While Nida Fatima dreams of serving the nation by joining the Army, armed with weapons to protect her nation, many in her neighbourhood tell her the burqa should be her only shield.
But Nida stands undeterred.
“Though my family has been supportive of my decision to join the Army, many in my area think I should just be under a burqa. I want to prove them wrong and become the first from my locality to join the Army,” she says in an interview with the Times of India.
A young Neha Bisht, daughter of martyr Late Narinder Singh Bisht, a havaldar in the 4 Garhwal Rifles, killed in action in Jammu and Kashmir just two months back, dreams of not letting her father’s sacrifice go in vain.
“Since my childhood, I wanted to join the Army. After my father’s death, the resolve has become even stronger. I hope to follow in my father’s footsteps and lead the life that I had always wanted to live,” she says.
The dreams of over 600 Nidas and Nehas, aged between 19 to 21, from various regions of Uttarakhand can come true now. The country’s premier mountaineering institute, Nehru Institute of Mountaineering (NIM), in association with NGO Youth Foundation Uttarakhand, will be conducting intensive training to help women qualify as jawans in the Army’s Corps of Military Police (CMP).

These training camps are to be set up in Srinagar’s Pauri Garhwal, and Dehradun will begin from October 22.

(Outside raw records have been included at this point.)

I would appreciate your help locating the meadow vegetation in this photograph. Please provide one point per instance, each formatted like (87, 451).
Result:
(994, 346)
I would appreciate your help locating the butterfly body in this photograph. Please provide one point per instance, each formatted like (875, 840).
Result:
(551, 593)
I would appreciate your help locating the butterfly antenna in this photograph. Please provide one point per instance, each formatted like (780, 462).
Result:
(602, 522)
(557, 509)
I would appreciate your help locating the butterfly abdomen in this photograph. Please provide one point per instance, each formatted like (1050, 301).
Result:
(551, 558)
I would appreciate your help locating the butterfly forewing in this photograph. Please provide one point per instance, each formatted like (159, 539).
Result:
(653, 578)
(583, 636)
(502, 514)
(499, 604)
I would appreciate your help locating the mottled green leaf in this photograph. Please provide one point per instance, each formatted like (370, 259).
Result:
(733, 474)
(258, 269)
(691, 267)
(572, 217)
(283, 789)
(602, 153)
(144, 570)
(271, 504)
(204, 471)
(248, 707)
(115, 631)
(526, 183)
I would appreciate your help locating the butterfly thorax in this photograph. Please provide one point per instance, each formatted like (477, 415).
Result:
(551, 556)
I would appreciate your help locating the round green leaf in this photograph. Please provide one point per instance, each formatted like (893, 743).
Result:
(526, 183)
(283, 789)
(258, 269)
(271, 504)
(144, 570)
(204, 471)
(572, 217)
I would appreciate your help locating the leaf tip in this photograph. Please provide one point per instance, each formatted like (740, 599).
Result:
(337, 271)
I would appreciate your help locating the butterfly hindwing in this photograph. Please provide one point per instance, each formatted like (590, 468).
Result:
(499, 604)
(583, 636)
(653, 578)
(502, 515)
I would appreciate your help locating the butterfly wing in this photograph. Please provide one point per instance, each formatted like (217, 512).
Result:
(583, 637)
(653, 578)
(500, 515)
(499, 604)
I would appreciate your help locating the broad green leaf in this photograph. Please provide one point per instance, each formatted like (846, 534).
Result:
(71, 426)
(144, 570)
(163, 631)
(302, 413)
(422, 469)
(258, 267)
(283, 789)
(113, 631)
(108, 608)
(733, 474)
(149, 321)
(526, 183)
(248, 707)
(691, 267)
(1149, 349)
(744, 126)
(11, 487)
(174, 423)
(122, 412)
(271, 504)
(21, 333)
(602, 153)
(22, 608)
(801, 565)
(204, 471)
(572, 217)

The selected candidates will not only undergo strenuous physical training but also be trained to crack the written entrance exams for the CMP.

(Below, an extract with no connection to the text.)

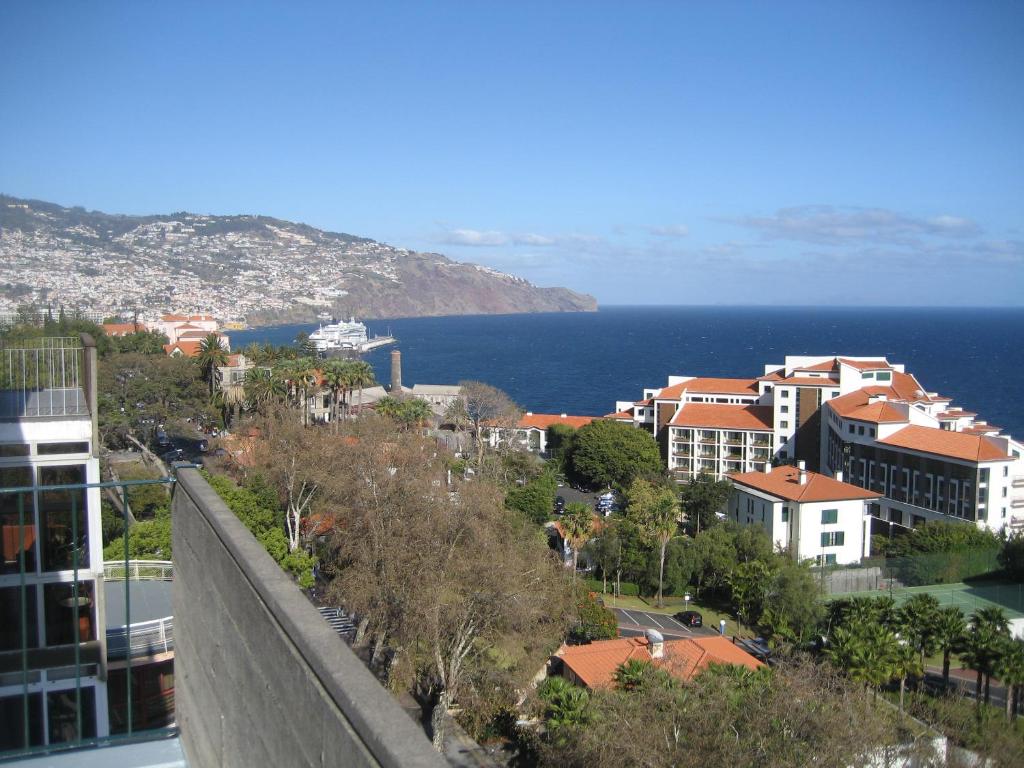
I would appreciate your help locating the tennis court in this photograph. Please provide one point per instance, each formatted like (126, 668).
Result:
(967, 597)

Shedding light on the programme, Col Ajay Kothiyal, principal of NIM said, “They will be made to do running, push-ups and other exercises for at least three months. One of the important criteria for joining CMP is knowing how to drive so we will be teaching them that as well.”
The recruitment for CMP is stipulated to begin from January 2018, and therefore the idea of this pre-recruitment training is to get the candidates fit and ready ahead of time.

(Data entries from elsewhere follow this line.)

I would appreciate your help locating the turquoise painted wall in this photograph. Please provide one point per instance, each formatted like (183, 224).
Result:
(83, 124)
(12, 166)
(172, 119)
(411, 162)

Read more: Retired from the Army, This 72-Year-Old Officer Is Now Solving Farmers’ Water Woes
Administrator of Youth Foundation Uttarakhand, Suresh Negi said that they were overwhelmed by the response of young women who exhibited interest in joining the forces. Of over 2000 women who applied for the training, only 600 were shortlisted based on criteria like the minimum height requirement (157 cm), a score of at least 45% in class 10, marital status (unmarried) etc.
Deemed the first of its kind training for young women willing to join the forces, we hope many more institutes follow the lead, thus balancing the gender ratio in some of the most important and prestigious services in the country.